Crisi d'Impresa e Insolvenza


Il Caso.it, Sez. Giurisprudenza, 4695 - pubb. 23/05/2011

Imprenditore agricolo e imprenditore commerciale, criteri di distinzione dopo la riforma

Cassazione civile, sez. I, 10 Dicembre 2010, n. 24995. Est. Piccininni.
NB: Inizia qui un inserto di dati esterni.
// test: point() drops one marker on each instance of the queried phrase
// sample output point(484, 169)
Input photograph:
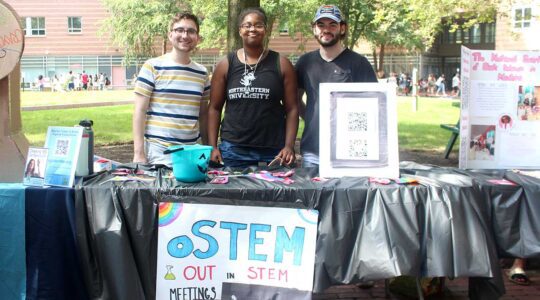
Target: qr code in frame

Fallimento ed altre procedure concorsuali - Fallimento - Apertura (dichiarazione) di fallimento - Imprese soggette - In genere - Nozione di impresa agricola ex art. 2135 cod. civ. novellato - Collegamento potenziale tra attività imprenditoriale e fondo - Sufficienza - Maggiore ampiezza della nozione - Conseguenze ai fini della fallibilità - Fattispecie.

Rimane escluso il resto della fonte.